Table 3 Spearman correlation
Table 4 Corresponding p-values

As mentioned above, although there are clear relations between the DII and other indicators, many exceptions occur. In these cases, predicted impact factors or total citation results are not reliable. Yet from a librarian’s or a scientometrician’s point of view these are the interesting cases, requiring insight in the concrete circumstances. In Fig. 4, for instance, we notice journals with a high number of downloads, but with no or almost no citations. Upon investigation we found that these journals (e.g. Gansu Agriculture) are not really scientific journals but more of the “practical-news” type. They publish short articles containing popular technical information or new facts that can increase farmers’ profits. Hence farmers like to download their contents because they offer a lot of good practical advice. There are also a few journals in the database with no downloads, but with a small number of citations. These are generally journals of low quality.

Download immediacy index versus citation immediacy index

Now we discuss the difference between the citation immediacy index (CII) and the DII for journals. Obviously, see Fig. 6, the DII is several orders of magnitude larger than the CII. Also here, for agricultural and forestry journals, the correlation coefficient is not high (R = 0.57).

Fig. 6
figure 6

The relationship between the citation immediacy index (CII) and download immediacy index (DII) for all agricultural and forestry journals (year 2006)

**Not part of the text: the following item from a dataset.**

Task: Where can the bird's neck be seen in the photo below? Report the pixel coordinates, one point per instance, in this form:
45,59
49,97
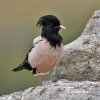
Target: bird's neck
52,37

Going beyond the field of agriculture and forestry we note that statistical results indicate that the DII is dependent on academic fields (see Fig. 7), e.g. the DII of some popular (such as financial and economic) journals is distinctly higher than that of some special (such as silkworm and beekeeping) journals, because they have more readers. For comparison the values of the journal immediacy index are also shown in Fig. 7 (but remember that the DII is several orders of magnitudes larger). Among these selected fields the immediacy index of psychology journals is the highest. The average DII of this selected group of journals is 103.53, its average immediacy index is 0.126. The Pearson correlation coefficient between the two is 0.8.

Fig. 7
figure 7

Download immediacy index (DII), lower line, and citation immediacy index (CII), upper line of some selected fields

Conclusion

Returning to the list of problems we set out to study we first mention that the general shape of download curves as observed earlier by Wan et al. (2005) is confirmed in this new study. The relationship between the DII and other indicators suggests that the DII can be considered as an independent indicator, but that it also has some predictive value for other indicators, such as the h-index. It is especially useful for those journals that cannot yet have an impact factor as their citation history within the database is too short (1 or 2 years). In such cases the DII can be used for a preliminary evaluation. A question not studied in depth here is whether download frequencies predict citation frequencies. In order to answer this question one should study the same cohort of articles over several years and compare their download data and their citation data. This is not done here. Using NCCV we did, however, compare a download curve and a citation curve in the same year and found out that a shift of two year yielded already a correspondence of 0.94, indicating a strong relation between downloading and citing.

In conclusion we would like to mention that on the same retrieval platform, as in our study, all journals, in spite of their academic fields, are facing the same selection of readers. The download frequency of each journal reflects its overall impact, and the way the journal embodies social and academic values.